Un étrange personnage a élu domicile dans l’auberge d’un petit village de la campagne anglaise. Aucune partie de son corps n’est visible : il porte des gants, son visage est recouvert de bandelettes, des lunettes noires cachent ses yeux. Il s’agit d’un jeune savant, Jack Griffin, qui poursuit en secret des recherches sur l’invisibilité. Les villageois craintifs, accompagnés d’un policier, font irruption dans la chambre de l’étranger. Celui-ci déroule alors ses bandelettes, quitte ses vêtements et disparaît à la vue de tous …
L’homme invisible, roman de H.G. Wells, a de tout temps inspiré les réalisateurs. De Abbott et Costello rencontrent l’homme invisible (Charles Lamont, 1951) aux Mémoires d’un homme invisible (Carpenter, 1992) en passant par El Hombre que logró ser invisible (Alfredo B. Crevenna, 1958), tout le petit monde du fantastique s’est pris de passion pour les aventures du scientifique rendu transparent et les variations
sur le sujet se sont multipliées (pensons à la singulière expérience proposée par L’homme sans ombre de Verhoeven). Mais, si une seule des adaptations était à retenir, ce serait sans aucun doute la première, L’homme invisible du grandissime James Whale, en 1933. Le réalisateur de Frankenstein a en effet marqué d’une empreinte indélébile les aventures du héros créé par Wells.
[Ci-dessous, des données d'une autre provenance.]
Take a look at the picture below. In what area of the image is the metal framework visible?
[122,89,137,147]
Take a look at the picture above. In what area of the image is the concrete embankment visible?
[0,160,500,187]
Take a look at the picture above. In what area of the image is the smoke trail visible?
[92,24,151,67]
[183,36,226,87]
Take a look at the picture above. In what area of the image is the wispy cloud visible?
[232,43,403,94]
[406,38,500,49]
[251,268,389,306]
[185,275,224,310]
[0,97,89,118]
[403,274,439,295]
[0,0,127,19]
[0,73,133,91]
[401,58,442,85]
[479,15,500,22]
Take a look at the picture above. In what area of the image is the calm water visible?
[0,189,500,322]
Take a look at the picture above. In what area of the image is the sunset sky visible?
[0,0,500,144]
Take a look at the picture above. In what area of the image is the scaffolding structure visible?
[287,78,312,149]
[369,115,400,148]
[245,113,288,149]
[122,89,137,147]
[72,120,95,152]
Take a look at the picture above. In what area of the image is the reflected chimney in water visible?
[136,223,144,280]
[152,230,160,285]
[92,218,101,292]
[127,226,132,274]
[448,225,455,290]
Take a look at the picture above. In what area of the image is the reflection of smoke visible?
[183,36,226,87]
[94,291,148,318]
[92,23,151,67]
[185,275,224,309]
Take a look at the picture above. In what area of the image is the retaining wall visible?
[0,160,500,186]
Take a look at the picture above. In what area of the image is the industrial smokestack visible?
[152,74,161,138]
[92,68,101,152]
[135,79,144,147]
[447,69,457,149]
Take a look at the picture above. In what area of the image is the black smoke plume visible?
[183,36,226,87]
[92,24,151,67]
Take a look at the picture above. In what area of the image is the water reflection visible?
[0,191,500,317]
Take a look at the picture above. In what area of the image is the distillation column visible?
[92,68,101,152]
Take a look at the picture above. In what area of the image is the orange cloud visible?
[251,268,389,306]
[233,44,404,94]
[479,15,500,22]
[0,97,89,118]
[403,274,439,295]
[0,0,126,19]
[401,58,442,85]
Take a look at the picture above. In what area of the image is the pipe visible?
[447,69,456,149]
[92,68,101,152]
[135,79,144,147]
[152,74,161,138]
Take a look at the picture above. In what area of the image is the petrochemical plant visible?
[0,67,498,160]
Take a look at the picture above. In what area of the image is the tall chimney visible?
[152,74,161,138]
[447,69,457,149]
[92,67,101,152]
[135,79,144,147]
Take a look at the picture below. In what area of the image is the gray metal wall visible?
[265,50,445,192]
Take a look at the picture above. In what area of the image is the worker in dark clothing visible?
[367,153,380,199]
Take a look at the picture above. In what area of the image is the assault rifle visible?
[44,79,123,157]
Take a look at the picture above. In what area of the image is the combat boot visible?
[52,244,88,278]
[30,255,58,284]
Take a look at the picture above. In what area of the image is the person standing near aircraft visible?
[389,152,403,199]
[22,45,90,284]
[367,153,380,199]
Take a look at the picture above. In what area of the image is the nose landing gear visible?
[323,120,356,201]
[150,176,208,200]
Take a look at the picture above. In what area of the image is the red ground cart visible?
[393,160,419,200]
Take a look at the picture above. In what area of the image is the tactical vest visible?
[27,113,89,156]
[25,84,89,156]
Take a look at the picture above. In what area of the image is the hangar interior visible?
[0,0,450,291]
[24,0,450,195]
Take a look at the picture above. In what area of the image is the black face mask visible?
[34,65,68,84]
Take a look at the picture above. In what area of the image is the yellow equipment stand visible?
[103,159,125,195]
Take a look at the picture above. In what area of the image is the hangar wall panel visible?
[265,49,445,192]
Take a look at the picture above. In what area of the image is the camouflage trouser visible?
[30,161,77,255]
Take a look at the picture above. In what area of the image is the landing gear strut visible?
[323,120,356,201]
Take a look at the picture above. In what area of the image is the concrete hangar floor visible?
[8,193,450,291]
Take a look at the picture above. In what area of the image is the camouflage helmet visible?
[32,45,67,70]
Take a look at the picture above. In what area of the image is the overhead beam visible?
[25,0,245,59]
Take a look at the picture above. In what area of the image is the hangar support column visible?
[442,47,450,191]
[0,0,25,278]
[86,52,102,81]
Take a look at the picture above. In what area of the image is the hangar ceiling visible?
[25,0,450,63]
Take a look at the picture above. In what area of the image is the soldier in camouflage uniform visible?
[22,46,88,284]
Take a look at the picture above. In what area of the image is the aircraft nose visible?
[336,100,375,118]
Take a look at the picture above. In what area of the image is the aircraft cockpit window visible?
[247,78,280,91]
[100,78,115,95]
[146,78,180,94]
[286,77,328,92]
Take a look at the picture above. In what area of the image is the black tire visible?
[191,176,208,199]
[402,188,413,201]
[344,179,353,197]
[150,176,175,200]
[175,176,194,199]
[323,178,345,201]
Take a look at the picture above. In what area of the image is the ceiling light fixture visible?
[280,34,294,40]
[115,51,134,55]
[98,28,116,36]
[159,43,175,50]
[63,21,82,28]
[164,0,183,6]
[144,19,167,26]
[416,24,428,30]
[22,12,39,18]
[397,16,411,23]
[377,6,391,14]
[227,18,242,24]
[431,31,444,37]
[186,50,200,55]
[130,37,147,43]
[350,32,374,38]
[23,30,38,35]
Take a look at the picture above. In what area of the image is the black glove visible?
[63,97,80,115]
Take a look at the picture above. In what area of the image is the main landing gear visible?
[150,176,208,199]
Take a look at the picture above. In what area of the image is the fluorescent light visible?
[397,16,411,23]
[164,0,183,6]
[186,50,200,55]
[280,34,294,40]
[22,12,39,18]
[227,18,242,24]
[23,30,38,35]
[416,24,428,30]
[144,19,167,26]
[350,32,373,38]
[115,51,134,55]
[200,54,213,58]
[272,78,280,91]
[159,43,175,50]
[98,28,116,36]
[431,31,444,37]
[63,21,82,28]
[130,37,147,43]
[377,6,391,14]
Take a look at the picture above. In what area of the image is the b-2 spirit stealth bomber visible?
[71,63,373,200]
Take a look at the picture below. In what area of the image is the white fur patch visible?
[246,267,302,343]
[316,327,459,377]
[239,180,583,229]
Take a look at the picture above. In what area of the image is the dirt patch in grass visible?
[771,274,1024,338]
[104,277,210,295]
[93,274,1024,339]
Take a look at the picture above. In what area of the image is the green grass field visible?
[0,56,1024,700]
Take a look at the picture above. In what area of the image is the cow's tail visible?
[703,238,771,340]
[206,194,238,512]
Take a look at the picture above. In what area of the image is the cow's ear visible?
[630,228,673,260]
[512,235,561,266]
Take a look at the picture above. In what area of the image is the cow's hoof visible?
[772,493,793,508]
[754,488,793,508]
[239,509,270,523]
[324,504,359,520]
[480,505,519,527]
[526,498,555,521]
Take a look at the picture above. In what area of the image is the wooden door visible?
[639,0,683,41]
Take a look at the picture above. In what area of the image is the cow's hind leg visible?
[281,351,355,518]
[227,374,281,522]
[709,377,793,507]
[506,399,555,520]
Naviguant entre humour et terreur, Whale parvient à tirer le meilleur de la situation. En nous pilonnant directement avec des dialogues particulièrement drôles et des personnages aux gestes aussi théâtraux que ridicules, le réalisateur place la barre très haut au point de vue humour. Tout ceci fait que le film acquiert bien vite une ambiance sympathique et que l’on s’attache au protagoniste principal, Griffin, héros malheureux de ses expériences qui l’ont rendu à moitié fou. C’est d’ailleurs cette folie que Whale décide de développer dans la deuxième partie de son film.
Tout en restant amusant, l’ensemble se dirige alors vers de véritables moments savoureux de terreur où l’homme invisible menace ses amis et tue de pauvres gens. Assoiffé de pouvoir, Griffin ne retient que la violence pour arriver à ses fins, une violence qui est la plupart du temps suggérée ou encore tournée en dérision (les policiers sont mis à nus ou encore lancés par les pieds) mais quelques scènes, comme l’accident de train, sont d’un réalisme à couper le
souffle.
La mise en scène exceptionnelle de l’ensemble force l’admiration et le rythme instauré par Whale ne faiblit jamais jusqu’à un final émouvant. Néanmoins, là où le réalisateur marque le plus de points, c’est au niveau des effets spéciaux. Ceux-ci sont tout bonnement époustouflants compte tenu de l’époque à laquelle a été tourné le film. Voir un pyjama se coucher seul ou des assiettes entrer en mouvement sans aide extérieure a quelque chose d’anachronique qui suscite nombre d’interrogations sur les moyens utilisés.
L’homme invisible est bien plus qu’un chef-d’œuvre. Pour son époque, le film fait montre d’innovations tellement incroyables, qu’encore aujourd’hui, on a du mal à croire ce que l’on voit. Habile adaptation, le film de Whale est sans aucun doute une des œuvres majeures du vingtième siècle que tout cinéphile se doit d’avoir vu.